Esempio tra i più convincenti del clima di cui sto dicendo, è il bellissimo libro di Salvatore Settis Italia s.p.a. appena uscito da Einaudi. Due sono i punti su cui si concentra l'attenzione di Settis, che, lo ricordo, è uno dei nostri più valorosi storici dell'arte. Il primo è quello della importantissima funzione civile che il patrimonio culturale ha svolto nella storia d'Italia. Non già questa o quella grande opera ma il contesto, il continuum fra i monumenti, la città, i cittadini ha costituito l'elemento decisivo dell'identità dell'Italia e delle piccole patrie che la compongono. Anche per questo è in Italia che è venuta formandosi, fin dall'inizio dell'unità, la concezione più ampia e coerente di tutela del patrimonio culturale, articolata in istituzioni apposite (le soprintendenze), e garantita da un sistema di ottime leggi (a cominciare da quella del 1939) poi compendiate e per così dire esaltate nella disposizione costituzionale. Insomma, se c'è un patrimonio pubblico per antonomasia, un patrimonio che appartiene a tutti i cittadini perché è la base stessa della storia del Paese, del senso più profondo della sua identità collettiva, questo è proprio il patrimonio culturale. Ma negli ultimi 10-15 anni si è messo in moto un meccanismo infernale che ormai rende plausibile l'ipotesi che tra non molto di quel patrimonio imponente possa restare nelle mani dello Stato italiano, cioè di noi tutti, poco o niente.
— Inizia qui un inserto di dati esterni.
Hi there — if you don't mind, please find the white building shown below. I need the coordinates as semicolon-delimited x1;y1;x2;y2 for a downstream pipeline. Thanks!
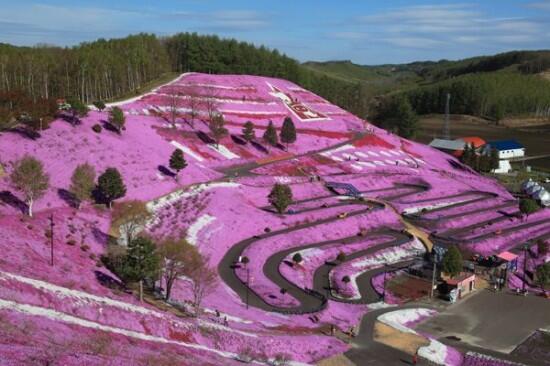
484;140;525;174
521;179;550;207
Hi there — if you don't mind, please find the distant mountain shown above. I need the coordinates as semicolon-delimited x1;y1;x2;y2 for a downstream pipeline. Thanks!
303;50;550;120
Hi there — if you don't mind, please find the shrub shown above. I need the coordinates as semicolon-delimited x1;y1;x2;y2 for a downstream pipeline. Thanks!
292;253;303;263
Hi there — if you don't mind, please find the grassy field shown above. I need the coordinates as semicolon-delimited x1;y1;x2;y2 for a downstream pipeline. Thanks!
416;115;550;169
106;72;179;102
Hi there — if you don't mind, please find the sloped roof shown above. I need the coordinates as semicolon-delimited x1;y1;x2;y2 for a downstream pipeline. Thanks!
462;136;487;149
430;139;464;150
497;252;518;262
489;140;525;151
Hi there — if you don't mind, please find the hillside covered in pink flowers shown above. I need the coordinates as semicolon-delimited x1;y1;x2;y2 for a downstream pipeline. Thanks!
0;73;550;365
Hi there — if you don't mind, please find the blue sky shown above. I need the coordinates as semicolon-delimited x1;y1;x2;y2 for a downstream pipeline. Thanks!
0;0;550;64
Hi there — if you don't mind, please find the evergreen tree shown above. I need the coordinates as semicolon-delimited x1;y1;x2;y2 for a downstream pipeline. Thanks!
267;183;292;214
97;168;126;208
69;98;89;125
519;198;540;217
124;236;160;299
460;144;472;166
109;107;126;133
263;121;279;146
441;245;463;277
69;163;95;209
281;117;296;149
374;95;418;138
208;114;229;147
10;156;50;217
243;121;256;141
170;149;187;180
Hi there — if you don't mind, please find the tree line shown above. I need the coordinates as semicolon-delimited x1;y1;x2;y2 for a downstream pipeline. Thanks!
403;72;550;121
0;33;365;123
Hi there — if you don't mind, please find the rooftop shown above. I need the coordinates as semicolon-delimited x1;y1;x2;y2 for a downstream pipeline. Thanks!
489;140;525;151
430;139;464;151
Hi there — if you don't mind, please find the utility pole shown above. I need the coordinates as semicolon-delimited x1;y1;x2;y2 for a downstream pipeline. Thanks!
382;268;388;302
50;213;55;267
443;93;451;140
522;243;529;294
430;255;437;299
246;266;250;310
241;257;250;310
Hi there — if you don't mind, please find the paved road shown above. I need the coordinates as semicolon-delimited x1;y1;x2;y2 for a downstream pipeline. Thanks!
417;290;550;364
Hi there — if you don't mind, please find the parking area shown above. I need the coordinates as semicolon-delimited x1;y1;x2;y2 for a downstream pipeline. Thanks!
417;290;550;353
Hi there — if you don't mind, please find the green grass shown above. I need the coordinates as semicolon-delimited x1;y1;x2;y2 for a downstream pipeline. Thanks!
106;72;180;103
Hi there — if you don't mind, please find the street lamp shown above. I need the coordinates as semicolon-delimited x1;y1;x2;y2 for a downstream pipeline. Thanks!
382;267;388;302
241;257;250;310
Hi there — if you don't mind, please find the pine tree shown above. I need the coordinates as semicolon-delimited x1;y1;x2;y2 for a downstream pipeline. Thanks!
170;149;187;180
97;168;126;208
281;117;296;149
10;156;50;217
460;144;472;166
69;163;95;209
491;147;500;170
94;100;106;112
519;198;540;217
263;121;279;146
208;114;229;147
243;121;256;141
109;107;126;133
124;236;160;300
441;245;463;278
69;98;89;125
267;183;292;214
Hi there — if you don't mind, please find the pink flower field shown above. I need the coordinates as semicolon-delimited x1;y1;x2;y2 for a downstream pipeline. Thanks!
0;73;550;365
Sono avvincenti e si leggono di un fiato - anche se con un senso di crescente raccapriccio - le pagine in cui Settis illustra il tortuoso itinerario attraverso il quale ha preso corpo l'imminente catastrofe: dall'idea di una "arretratezza" italiana nel campo della gestione dei musei rispetto al modello americano, alla feticizzazione delle "attività culturali", alla larvata monetarizzazione cui allude la dizione di "beni culturali"; dalla crisi di una qualunque cultura istituzionale tanto a destra che a sinistra, fino alla lugubre marcia trionfale - aperta da Veltroni e Melandri e accelerata allo spasimo da Urbani e Tremonti - della potenziale privatizzazione-alienazione del patrimonio culturale, sempre più concepita da quelli che avrebbero dovuto esserne i custodi come una pura e semplice riserva di valori da alienare al migliore offerente.